Rédigé le 01/12/2018
MAP

"On savait ce qui devait arriver": de nombreux Camerounais se déclaraient vendredi soir peu surpris de la décision de la Confédération africaine de football (CAF) de retirer au Cameroun l'organisation de la Coupe d'Afrique des nations (CAN) 2019, a constaté un journaliste de l'AFP à Douala (sud).



"On savait ce qui devait arriver.

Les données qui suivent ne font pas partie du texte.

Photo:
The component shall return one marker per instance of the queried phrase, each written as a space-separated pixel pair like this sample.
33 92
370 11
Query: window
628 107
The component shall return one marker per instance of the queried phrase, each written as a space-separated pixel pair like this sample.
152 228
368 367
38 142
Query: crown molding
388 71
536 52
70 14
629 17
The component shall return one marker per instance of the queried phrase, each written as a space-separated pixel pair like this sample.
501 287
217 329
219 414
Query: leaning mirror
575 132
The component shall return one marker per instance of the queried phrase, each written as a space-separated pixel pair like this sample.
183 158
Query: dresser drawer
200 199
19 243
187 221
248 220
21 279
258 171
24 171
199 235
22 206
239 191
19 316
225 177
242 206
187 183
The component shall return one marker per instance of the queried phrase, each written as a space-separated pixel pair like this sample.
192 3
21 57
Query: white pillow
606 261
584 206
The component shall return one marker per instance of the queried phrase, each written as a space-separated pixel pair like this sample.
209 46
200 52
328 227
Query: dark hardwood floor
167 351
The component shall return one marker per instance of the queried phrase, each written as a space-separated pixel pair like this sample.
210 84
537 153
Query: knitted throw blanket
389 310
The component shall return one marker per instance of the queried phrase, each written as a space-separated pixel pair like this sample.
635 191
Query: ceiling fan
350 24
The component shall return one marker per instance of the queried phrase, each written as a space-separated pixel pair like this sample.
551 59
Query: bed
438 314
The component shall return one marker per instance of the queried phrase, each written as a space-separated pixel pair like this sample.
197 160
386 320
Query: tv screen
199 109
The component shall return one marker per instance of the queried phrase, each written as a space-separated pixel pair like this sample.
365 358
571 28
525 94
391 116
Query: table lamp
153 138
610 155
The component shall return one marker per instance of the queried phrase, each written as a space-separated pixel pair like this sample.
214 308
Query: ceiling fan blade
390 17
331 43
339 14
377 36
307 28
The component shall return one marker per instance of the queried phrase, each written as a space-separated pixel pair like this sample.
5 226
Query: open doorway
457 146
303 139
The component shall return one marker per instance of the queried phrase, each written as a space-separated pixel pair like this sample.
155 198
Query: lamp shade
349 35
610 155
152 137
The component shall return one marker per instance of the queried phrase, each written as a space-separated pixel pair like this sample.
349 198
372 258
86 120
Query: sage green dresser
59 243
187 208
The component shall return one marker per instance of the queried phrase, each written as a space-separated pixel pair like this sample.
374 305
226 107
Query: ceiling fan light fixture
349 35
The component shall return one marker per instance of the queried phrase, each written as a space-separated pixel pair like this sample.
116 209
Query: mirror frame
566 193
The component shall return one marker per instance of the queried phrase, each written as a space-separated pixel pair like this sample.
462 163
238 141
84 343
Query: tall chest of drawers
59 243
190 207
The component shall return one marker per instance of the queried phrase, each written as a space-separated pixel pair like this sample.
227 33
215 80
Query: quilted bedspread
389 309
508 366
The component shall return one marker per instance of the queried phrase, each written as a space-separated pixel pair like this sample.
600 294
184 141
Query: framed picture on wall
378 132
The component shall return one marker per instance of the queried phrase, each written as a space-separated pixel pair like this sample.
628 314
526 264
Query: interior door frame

Il n y a pas de stade, il n'y a pas de route, il n'y a rien", a constaté amèrement vendredi soir Henri Kelma, moto-taximan à Douala, suite à la décision de la CAF.

"Dès le départ, je savais qu'il (le président de la CAF, ndlr) allait retirer la CAN (...) ça va vraiment faire réfléchir le gouvernement", a pour sa part déclaré Idrissou Mefire, électricien.

"C'est peut-être une bonne décision (...), comme cela le Cameroun aura le temps de (...) trouver des moyens nécessaires pour qu'on puisse organiser une CAN digne de ce nom", a jugé Pierre Youte, journaliste.

"C'est un manque de volonté, il y a assez de moyens au Cameroun", a estimé quant à lui Hervé Ninfack, enseignant.

La CAF a annoncé vendredi soir qu'elle retirait l'organisation de la CAN-2019 au Cameroun, après une récente inspection sécuritaire et une visite des infrastructures, stades et hébergements au Cameroun.

C'était une mesure attendue pour un pays-hôte pénalisé par des retards dans l'avancée des travaux de préparation, alors que le format du tournoi est passé à 24 équipes.

Le Cameroun connaît aussi un contexte sécuritaire très tendu avec des attaques persistantes des jihadistes de Boko Haram dans le nord du pays et un conflit entre l'armée et des séparatistes dans les deux régions anglophones du pays.

A sept mois de la compétition, s'ouvre une période de flou, avec un cabinet mis en place pour "déterminer un nouveau pays organisateur d'ici la fin de l'année".

Le Maroc ou l'Afrique du Sud sont régulièrement cités par les médias comme possibles remplaçants.

L'histoire des CAN est riche en feuilletons du genre. Par exemple, a CAN-2015 avait eu lieu en Guinée équatoriale, après le retrait de l'organisation au Maroc.